Heyecanlıydım! Hem de çok. Anlatmaya dilim varmaz. Sadece aylar vardı önümde. Her filmi bu denli beklemem ben. Bir gariplik vardı ama ne. Sonuna dek bu heyecanı, bu mutluluğu saklayabilecek miydim? Lanet olası ocak ayı geldi. Haberler kötüydü. Merakla beklediğim filmin, en merakla beklediğim performansını sergileyen oyuncu sırtına ölüm ceketini geçirdiğinde ne moral kaldı, ne sevinç. Heyecanım söndü, kursağımda kaldı, yutkundum ama gitmedi. Bir müddet kalmalıydı orada. Bu kadar kolay olmamalıydı hazmı. Can çekişmeliydim biraz. Canhıraş bir çığlık koyuverdiğimde farkında değildim çevreme dolan birkaç bedenin sessizce beni izlediğinden. "O gitmiş"ti, benim için. "Kim"di onlara göre.
En sevdiğim kötü kahraman... The Joker! Bundan önceki birkaç yazımda da bahsini etmişimdir illâ ki.

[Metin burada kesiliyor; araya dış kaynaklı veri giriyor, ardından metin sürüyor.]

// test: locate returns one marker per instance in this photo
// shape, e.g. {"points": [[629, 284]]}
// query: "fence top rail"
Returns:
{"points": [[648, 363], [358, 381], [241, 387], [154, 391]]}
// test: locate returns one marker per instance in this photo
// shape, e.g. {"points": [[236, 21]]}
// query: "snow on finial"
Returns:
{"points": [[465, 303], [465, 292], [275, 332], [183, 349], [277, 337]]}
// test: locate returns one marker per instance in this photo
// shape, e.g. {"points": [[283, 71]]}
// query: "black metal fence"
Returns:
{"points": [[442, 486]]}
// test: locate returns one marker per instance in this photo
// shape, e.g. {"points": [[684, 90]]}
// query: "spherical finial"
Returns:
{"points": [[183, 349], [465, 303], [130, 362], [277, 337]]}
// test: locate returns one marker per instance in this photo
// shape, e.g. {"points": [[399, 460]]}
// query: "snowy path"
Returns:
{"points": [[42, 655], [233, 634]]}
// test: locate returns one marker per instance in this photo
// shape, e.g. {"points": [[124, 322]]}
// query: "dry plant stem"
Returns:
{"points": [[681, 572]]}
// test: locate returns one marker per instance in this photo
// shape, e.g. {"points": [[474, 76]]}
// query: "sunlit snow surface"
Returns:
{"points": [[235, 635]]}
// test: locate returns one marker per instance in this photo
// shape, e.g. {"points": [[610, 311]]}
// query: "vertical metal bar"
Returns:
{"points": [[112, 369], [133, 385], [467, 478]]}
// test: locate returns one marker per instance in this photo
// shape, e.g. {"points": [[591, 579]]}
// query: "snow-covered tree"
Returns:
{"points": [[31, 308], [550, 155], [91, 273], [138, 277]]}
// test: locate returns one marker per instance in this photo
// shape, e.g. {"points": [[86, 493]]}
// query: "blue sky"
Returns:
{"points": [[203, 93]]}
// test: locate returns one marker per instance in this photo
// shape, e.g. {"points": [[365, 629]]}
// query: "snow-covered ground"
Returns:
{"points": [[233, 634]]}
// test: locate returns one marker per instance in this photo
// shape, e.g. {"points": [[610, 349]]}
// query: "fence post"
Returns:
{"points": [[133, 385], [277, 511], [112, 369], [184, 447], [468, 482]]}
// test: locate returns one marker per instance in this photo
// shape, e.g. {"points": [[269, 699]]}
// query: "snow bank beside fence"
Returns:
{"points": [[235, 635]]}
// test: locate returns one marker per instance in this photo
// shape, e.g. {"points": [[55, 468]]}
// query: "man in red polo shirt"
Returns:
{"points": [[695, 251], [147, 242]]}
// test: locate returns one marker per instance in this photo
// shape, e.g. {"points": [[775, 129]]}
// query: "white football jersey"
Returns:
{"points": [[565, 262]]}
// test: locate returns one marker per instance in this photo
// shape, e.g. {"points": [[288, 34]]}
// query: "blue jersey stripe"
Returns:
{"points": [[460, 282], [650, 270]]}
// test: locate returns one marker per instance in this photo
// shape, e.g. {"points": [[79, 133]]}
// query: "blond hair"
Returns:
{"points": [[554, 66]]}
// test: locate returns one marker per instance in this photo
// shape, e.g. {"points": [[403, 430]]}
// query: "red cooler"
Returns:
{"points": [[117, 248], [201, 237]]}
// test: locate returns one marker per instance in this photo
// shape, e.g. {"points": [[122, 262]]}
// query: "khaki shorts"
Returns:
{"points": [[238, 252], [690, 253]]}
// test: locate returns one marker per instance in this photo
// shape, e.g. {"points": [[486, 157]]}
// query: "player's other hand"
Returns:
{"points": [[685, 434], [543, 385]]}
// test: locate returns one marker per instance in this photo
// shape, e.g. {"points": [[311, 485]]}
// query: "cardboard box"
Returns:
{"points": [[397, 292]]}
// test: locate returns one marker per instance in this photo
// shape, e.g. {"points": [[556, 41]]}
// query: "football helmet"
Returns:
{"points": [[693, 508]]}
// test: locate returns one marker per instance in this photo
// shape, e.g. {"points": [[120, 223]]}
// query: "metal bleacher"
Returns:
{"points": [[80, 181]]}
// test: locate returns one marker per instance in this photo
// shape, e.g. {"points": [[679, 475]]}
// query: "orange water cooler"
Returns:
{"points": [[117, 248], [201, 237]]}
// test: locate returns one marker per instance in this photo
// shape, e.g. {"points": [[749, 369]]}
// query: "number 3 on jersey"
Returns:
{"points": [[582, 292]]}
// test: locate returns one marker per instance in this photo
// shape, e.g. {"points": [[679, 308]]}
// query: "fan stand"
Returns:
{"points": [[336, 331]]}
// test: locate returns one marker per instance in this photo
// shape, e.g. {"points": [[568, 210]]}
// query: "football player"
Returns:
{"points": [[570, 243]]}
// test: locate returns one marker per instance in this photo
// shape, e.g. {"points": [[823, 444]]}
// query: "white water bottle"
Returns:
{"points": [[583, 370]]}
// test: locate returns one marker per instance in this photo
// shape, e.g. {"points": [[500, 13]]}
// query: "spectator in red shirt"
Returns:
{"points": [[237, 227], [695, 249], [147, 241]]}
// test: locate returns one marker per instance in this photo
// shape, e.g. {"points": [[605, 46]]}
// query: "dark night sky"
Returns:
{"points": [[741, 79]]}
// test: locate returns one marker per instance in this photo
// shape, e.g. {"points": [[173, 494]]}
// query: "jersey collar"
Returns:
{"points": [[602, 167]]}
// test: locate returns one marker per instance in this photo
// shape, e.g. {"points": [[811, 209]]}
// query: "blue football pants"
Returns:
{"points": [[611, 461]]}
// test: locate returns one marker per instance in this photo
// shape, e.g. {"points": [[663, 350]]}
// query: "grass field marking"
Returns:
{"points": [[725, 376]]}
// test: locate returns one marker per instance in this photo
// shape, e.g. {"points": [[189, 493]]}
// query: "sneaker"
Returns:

Ben hatırlıyorum çünkü. Küçükken ders kitaplarımın arasına sakladığım her çizgi romanda o vardı. Kendine has oyunları, yürüyüşü vardı... Gülüşü vardı yüreklerde yankılanan. Oyuncaklarımdan bahsettiğimi da hatırlıyorum, hani şu hepsini kırıp dökmekten zevk aldığım. İyi adamım hep Batman'di. Alınan her yeni oyuncağın kabri olurdu çöp kutusu. Ancak bir türlü kıyamadığım oyuncağımdı, anti-kahranımdı o. Bu yüzdendir bir türlü iki oyuncağı yeniştiremem. Bir üstünlük yoktu. Açık olmam gerekirse kalbim The Joker'den yana olurdu ama nedense iyiliğin yok olmasına hiçbir zaman olanak tanımak istemezdim.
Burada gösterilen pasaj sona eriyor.